Neither TSX Venture Exchange nor its Regulation Services Provider (as that term is defined in the policies of the TSX Venture Exchange) accepts responsibility for the adequacy or accuracy of this release.
Forward-Looking Statements
This news release contains certain statements that may be deemed "forward-looking" statements. Forward looking statements are statements that are not historical facts and are generally, but not always, identified by the words "expects", "plans", "anticipates", "believes", "intends", "estimates", "projects", "potential" and similar expressions, or that events or conditions "will", "would", "may", "could" or "should" occur. Although Ynvisible Interactive Inc. believes the expectations expressed in such forward-looking statements are based on reasonable assumptions, such statements are not guarantees of future performance and actual results may differ materially from those in forward looking statements.
Forward-looking statements in this news release include, but are not limited to, statements with respect to the expectations of management regarding the proposed Private Placement, the use of proceeds of the Private Placement, closing conditions for the Private Placement, and TSX Venture Exchange acceptance of the Private Placement. There can be no assurance that such statements will prove to be accurate and actual results, and future events could differ materially from those anticipated in such statements.
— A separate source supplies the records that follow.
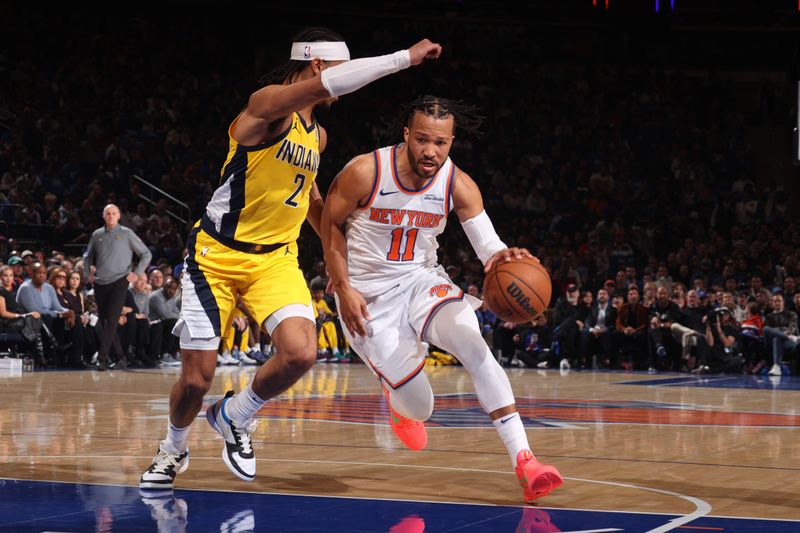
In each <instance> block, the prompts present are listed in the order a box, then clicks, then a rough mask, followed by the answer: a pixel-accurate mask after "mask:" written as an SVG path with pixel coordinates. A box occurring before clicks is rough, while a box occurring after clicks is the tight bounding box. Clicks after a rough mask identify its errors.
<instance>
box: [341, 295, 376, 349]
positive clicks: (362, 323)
mask: <svg viewBox="0 0 800 533" xmlns="http://www.w3.org/2000/svg"><path fill="white" fill-rule="evenodd" d="M336 294H338V295H339V316H340V317H341V319H342V324H344V327H346V328H347V331H349V332H350V334H351V335H361V336H362V337H364V336H366V335H367V327H366V321H367V320H370V316H369V311H367V302H366V300H364V297H363V296H361V293H360V292H358V291H357V290H355V289H354V288H352V287H347V288H344V289H341V288H340V289H338V290H337V291H336Z"/></svg>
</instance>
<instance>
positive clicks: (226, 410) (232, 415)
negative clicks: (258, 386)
mask: <svg viewBox="0 0 800 533" xmlns="http://www.w3.org/2000/svg"><path fill="white" fill-rule="evenodd" d="M265 403H267V402H266V401H264V400H262V399H261V398H260V397H259V396H258V394H256V393H255V392H253V385H252V384H251V385H248V386H247V388H246V389H244V390H243V391H242V392H240V393H239V394H237V395H236V396H234V397H233V398H231V399H230V400H228V403H226V404H225V414H227V415H228V418H230V419H231V420H233V421H234V422H236V425H237V426H239V427H241V426H243V425H245V424H249V423H250V420H252V418H253V416H255V414H256V413H257V412H258V410H259V409H261V407H262V406H263V405H264V404H265Z"/></svg>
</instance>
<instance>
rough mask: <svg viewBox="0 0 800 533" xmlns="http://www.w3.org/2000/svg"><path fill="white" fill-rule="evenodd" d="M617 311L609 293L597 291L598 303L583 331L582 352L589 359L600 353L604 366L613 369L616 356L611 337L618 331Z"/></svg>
mask: <svg viewBox="0 0 800 533" xmlns="http://www.w3.org/2000/svg"><path fill="white" fill-rule="evenodd" d="M616 322H617V310H616V309H615V308H614V306H613V305H611V302H610V301H609V298H608V291H607V290H606V289H600V290H598V291H597V303H595V305H593V306H592V308H591V310H590V312H589V314H588V316H587V317H586V323H585V324H584V328H583V329H582V330H581V352H582V353H583V354H584V357H586V359H587V361H588V360H589V358H590V357H591V356H592V355H594V354H596V353H599V354H600V357H601V362H602V366H604V367H605V368H613V367H614V366H615V364H616V361H615V360H614V359H615V355H614V354H613V353H612V351H611V337H612V335H613V333H614V331H616Z"/></svg>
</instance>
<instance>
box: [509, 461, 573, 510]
mask: <svg viewBox="0 0 800 533" xmlns="http://www.w3.org/2000/svg"><path fill="white" fill-rule="evenodd" d="M515 470H516V472H517V478H518V479H519V484H520V485H522V489H523V493H522V496H523V498H524V499H525V501H526V502H532V501H533V500H535V499H536V498H541V497H542V496H547V495H548V494H550V493H551V492H552V491H553V490H555V489H557V488H558V487H560V486H561V485H562V484H563V483H564V478H562V477H561V474H560V473H559V472H558V470H557V469H556V467H554V466H550V465H543V464H542V463H540V462H539V461H538V460H537V459H536V457H534V456H533V454H532V453H531V451H530V450H522V451H521V452H519V454H518V455H517V468H516V469H515Z"/></svg>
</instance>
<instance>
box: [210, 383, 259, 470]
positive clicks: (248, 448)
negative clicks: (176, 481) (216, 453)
mask: <svg viewBox="0 0 800 533" xmlns="http://www.w3.org/2000/svg"><path fill="white" fill-rule="evenodd" d="M232 397H233V391H228V392H227V393H225V397H224V398H223V399H221V400H219V401H218V402H217V403H215V404H214V405H212V406H211V407H209V408H208V409H206V420H208V423H209V425H210V426H211V427H212V428H214V431H216V432H217V433H219V434H220V435H222V439H223V440H224V441H225V447H224V448H223V449H222V460H223V461H225V466H227V467H228V469H230V471H231V472H233V474H234V475H235V476H236V477H238V478H239V479H243V480H245V481H253V478H255V477H256V455H255V453H253V446H252V445H251V443H250V432H251V431H253V429H254V428H255V426H256V423H255V422H252V423H251V424H248V425H247V426H245V427H239V426H238V425H237V424H236V422H234V421H233V420H231V419H230V418H228V415H227V414H225V404H226V403H228V400H230V399H231V398H232Z"/></svg>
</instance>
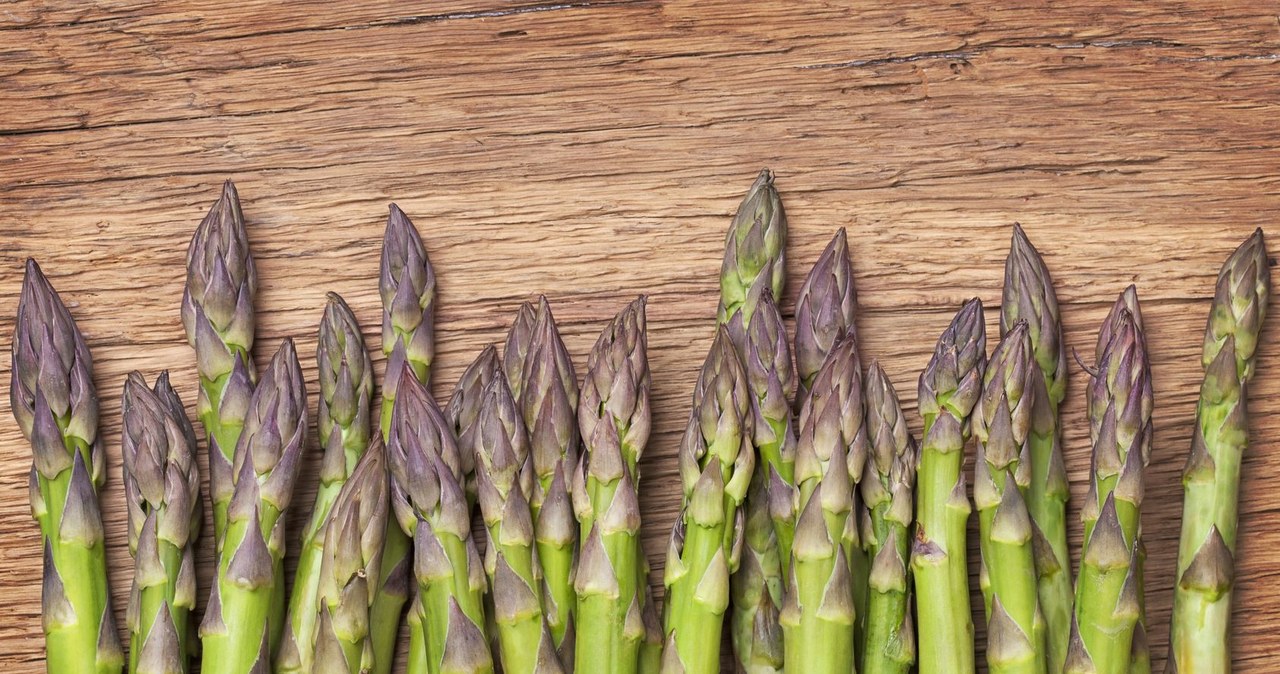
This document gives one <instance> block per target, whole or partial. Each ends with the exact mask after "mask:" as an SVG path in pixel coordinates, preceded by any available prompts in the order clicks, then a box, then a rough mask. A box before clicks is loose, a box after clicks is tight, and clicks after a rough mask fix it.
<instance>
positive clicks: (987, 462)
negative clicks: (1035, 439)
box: [973, 318, 1047, 674]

Important factors that could cause actual results to differ materially from the Company's expectations include: the Company not being able to complete the Private Placement on terms favourable to the Company or at all; that the TSX Venture Exchange may not accept the Private Placement; that the proceeds of the Private Placement may not be used as stated in this news release; the availability of capital and financing on acceptable terms, general economic, market or business conditions, uninsured risks, regulatory changes, delays or inability to receive required approvals, and other risks detailed herein and from time to time in the filings made by the Company with securities regulators, including those described in the Company's most recently filed Management's Discussion and Analysis.
Forward-looking statements are based on the beliefs, estimates and opinions of the management of Ynvisible Interactive Inc. on the date the statements are made. Except as required by law, Ynvisible Interactive Inc. undertakes no obligation to update these forward-looking statements in the event that management's beliefs, estimates or opinions, or other factors, should change.